Ausgehend vom Vergleich paradigmatischer Positionen zum Thema Lernen, bedeutet Wissensgenerierung aus praxeologischer/handlungstheoretischer Sicht "berechtigtes Hineinwachsen" in reale Situationen. Die Vertreter handlungstheoretischer Lerntheorien nennen dies bspw. "activity based learning" (Engeström) oder "Legitimate Peripheral Participation" (Lave). Entscheidend bei diesen Ansätzen ist die Berücksichtigung des Handelns im Kontext (sachliches und soziales Umfeld).
In der Anwendung stellt sich die Frage, wie "Lernen" in der betrieblichen Praxis auf Basis der Theorie situierten Lernens gestaltet werden kann. Dies betrifft beispielsweise betriebliche Fortbildung in operativen Bereichen, die Einarbeitung neuer Mitarbeiter und die Implementierung neuer Technologien. Neben der Betrachtung wie der Einzelne lernt, ist ebenfalls von Bedeutung, wie sich die Organisation durch veränderte Anschauungen und Meinungen einzelner verändert, indem sich die anderen Organisationsmitglieder in ihrer Tätigkeit hinterfragen lassen.

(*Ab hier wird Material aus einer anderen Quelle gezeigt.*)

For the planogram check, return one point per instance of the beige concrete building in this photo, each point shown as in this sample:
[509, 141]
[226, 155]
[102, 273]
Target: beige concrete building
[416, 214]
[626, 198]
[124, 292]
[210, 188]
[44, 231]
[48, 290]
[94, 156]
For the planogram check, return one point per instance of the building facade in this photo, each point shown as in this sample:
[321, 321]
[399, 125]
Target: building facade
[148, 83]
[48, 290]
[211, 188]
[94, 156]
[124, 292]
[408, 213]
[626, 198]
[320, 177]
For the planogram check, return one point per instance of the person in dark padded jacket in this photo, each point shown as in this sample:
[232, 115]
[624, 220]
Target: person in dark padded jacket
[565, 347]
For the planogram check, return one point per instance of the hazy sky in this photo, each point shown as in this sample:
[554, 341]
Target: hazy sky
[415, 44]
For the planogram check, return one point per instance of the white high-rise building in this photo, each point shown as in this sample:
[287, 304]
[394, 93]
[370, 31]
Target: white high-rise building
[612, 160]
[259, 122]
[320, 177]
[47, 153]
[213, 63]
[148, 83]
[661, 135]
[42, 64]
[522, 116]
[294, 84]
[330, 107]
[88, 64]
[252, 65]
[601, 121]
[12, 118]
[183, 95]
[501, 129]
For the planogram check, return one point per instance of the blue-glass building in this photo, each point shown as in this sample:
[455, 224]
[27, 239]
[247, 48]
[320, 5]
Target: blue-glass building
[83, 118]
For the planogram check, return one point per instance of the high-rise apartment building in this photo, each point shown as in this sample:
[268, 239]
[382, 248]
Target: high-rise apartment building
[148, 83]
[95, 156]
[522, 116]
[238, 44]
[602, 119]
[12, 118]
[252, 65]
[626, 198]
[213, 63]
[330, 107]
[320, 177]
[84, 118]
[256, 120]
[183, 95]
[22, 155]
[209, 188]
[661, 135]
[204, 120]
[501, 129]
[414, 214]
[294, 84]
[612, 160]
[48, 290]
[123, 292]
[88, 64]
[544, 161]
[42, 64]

Auf Basis der Theorie des situierten Lernens wurde eine erlebnisorientierte Prozessrallye für ein Großunternehmen der chemischen Industrie entwickelt. Die Durchführung und Weiterentwicklung der Rallye bildet die Grundlage für eine empirische Untersuchung, die der Fragestellung nachgeht, welche Auswirkungen die Durchführung der Maßnahme auf das Wissen der Mitglieder in der Organisation, und die Organisation als solche hat. Dieser gleichzeitige Reflexionsprozess bildet auch gemäß der Theorie des "berechtigten Hineinwachsens" nach Lave die Grundlage für die kontinuierliche Weiterentwicklung der Rallye.